<h3 style="text-align:center;color:cadetblue;">Numpy</h3>

NumPy (**Num**erical **Py**thon) is an open source Python library that’s widely used in science and engineering. The NumPy library contains multidimensional array data structures, such as the homogeneous, N-dimensional `ndarray`, and a large library of functions that operate efficiently on these data structures.

Python lists are excellent, general-purpose containers. They can be “heterogeneous”, meaning that they can contain elements of a variety of types, and they are quite fast when used to perform individual operations on a handful of elements.

Depending on the characteristics of the data and the types of operations that need to be performed, other containers may be more appropriate; by exploiting these characteristics, we can improve speed, reduce memory consumption, and offer a high-level syntax for performing a variety of common processing tasks.
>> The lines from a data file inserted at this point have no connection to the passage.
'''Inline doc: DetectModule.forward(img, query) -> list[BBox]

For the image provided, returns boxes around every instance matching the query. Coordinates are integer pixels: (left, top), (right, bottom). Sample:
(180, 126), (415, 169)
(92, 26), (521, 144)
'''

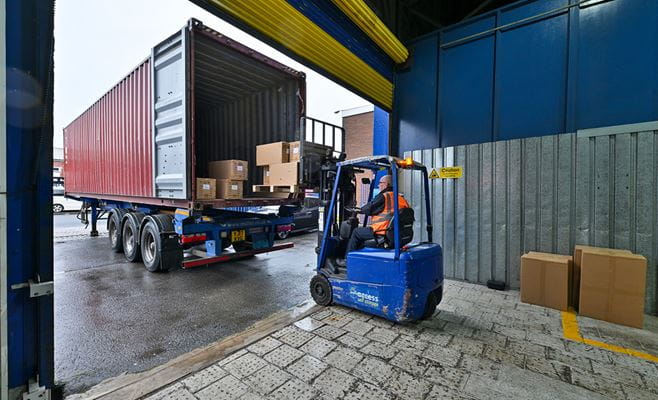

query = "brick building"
(341, 105), (374, 205)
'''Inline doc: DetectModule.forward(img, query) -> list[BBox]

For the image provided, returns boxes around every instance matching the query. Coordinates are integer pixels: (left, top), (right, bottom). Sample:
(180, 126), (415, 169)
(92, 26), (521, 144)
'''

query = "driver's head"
(379, 175), (393, 190)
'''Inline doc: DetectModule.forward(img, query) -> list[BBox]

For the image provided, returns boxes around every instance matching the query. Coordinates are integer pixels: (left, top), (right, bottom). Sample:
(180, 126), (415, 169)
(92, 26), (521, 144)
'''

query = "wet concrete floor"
(55, 214), (317, 394)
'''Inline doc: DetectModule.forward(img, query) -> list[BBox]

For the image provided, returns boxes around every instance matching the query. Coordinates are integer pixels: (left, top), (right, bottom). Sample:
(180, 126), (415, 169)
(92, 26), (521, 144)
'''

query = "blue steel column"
(5, 0), (54, 394)
(371, 106), (391, 188)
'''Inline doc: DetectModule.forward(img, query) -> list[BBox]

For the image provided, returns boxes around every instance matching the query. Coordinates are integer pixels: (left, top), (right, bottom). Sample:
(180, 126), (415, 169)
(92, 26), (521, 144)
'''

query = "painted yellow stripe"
(332, 0), (409, 64)
(206, 0), (393, 110)
(562, 310), (658, 363)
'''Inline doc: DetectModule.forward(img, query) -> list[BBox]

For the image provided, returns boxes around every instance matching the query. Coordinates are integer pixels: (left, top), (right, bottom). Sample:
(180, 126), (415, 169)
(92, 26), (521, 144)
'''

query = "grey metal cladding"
(402, 122), (658, 314)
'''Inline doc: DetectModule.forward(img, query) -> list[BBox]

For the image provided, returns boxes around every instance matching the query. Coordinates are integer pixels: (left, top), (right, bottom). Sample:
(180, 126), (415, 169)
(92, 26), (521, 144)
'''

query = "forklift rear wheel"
(421, 292), (439, 319)
(311, 275), (333, 306)
(141, 222), (162, 272)
(107, 212), (123, 253)
(121, 216), (142, 262)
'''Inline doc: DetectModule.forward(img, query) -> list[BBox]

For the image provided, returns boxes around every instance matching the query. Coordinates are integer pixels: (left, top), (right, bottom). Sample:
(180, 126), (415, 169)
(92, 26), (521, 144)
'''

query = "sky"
(54, 0), (370, 147)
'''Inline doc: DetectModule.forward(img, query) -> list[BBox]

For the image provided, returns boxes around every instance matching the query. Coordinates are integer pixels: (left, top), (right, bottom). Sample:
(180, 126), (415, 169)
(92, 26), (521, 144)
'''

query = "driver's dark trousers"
(345, 226), (375, 258)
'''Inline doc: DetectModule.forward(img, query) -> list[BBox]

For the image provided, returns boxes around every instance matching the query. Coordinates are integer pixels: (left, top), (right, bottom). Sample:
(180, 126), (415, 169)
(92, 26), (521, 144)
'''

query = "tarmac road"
(54, 214), (317, 394)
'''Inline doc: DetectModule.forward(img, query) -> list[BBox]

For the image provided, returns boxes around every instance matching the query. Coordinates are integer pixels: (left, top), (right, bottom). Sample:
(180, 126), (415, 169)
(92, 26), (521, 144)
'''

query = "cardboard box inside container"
(569, 244), (632, 310)
(263, 165), (270, 185)
(269, 161), (299, 185)
(256, 142), (290, 167)
(289, 141), (331, 162)
(208, 160), (249, 181)
(196, 178), (217, 200)
(521, 252), (573, 311)
(579, 249), (647, 328)
(217, 179), (244, 199)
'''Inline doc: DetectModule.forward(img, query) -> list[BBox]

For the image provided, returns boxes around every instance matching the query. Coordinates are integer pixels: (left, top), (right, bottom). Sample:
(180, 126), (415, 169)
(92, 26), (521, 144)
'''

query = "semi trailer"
(64, 19), (344, 272)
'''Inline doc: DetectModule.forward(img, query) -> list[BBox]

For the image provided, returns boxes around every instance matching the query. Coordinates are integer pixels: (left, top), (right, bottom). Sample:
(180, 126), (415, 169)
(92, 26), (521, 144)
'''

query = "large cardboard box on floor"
(269, 161), (299, 185)
(217, 179), (244, 199)
(196, 178), (217, 200)
(579, 249), (647, 328)
(569, 244), (632, 309)
(521, 252), (573, 311)
(256, 142), (290, 167)
(208, 160), (249, 181)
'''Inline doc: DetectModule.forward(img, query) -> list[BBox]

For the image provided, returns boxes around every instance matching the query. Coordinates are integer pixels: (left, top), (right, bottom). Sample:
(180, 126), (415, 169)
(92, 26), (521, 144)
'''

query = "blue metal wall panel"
(392, 36), (439, 155)
(494, 0), (568, 140)
(576, 0), (658, 128)
(5, 0), (54, 388)
(436, 36), (494, 148)
(392, 0), (658, 154)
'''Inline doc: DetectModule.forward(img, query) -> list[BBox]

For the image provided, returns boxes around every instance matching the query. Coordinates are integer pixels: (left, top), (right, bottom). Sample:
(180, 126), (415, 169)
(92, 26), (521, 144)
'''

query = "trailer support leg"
(89, 201), (98, 237)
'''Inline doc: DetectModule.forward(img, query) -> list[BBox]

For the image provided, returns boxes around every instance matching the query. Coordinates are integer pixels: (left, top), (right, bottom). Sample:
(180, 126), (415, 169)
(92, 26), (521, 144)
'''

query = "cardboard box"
(269, 161), (299, 185)
(217, 179), (244, 199)
(289, 141), (332, 162)
(256, 142), (290, 167)
(263, 165), (270, 185)
(569, 244), (632, 310)
(208, 160), (249, 181)
(579, 249), (647, 328)
(521, 252), (573, 311)
(196, 178), (217, 200)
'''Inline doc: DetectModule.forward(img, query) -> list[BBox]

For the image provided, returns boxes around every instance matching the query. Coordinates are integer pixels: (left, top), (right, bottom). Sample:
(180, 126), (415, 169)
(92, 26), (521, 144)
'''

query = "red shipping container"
(64, 20), (305, 207)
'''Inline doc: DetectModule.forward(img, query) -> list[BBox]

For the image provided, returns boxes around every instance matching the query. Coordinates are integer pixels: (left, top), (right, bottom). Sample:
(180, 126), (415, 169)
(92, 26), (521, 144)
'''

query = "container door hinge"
(23, 378), (51, 400)
(11, 279), (54, 297)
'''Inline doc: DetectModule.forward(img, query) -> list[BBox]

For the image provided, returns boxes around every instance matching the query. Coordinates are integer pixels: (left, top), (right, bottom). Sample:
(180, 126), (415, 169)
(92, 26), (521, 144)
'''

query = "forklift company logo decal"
(350, 288), (379, 307)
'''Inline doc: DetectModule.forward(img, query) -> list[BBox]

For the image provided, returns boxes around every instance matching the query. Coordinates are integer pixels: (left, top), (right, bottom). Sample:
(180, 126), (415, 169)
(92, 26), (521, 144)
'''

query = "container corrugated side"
(64, 60), (153, 197)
NumPy shines when there are large quantities of “homogeneous” (same-type) data to be processed on the CPU.

**What is an _array_?**

In computer programming, an array is a structure for storing and retrieving data. We often talk about an array as if it were a grid in space, with each cell storing one element of the data. For instance, if each element of the data were a number, we might visualize a “one-dimensional” array like a list:

<table>
<tr>
<td>1</td>
<td>5</td>
<td>2</td>
<td>0</td>
</tr>
</table>

A two-dimensional array would be like a table:
<table>
<tr>
<td>1</td><td>5</td><td>2</td><td>0</td>
</tr>
<tr>
<td>8</td><td>3</td><td>6</td><td>1</td>
</tr>
<tr>
<td>1</td><td>7</td><td>2</td><td>9</td>
</tr>
</table>

A three-dimensional array would be like a set of tables, perhaps stacked as though they were printed on separate pages. In NumPy, this idea is generalized to an arbitrary number of dimensions, and so the fundamental array class is called `ndarray`: it represents an “N-dimensional array”.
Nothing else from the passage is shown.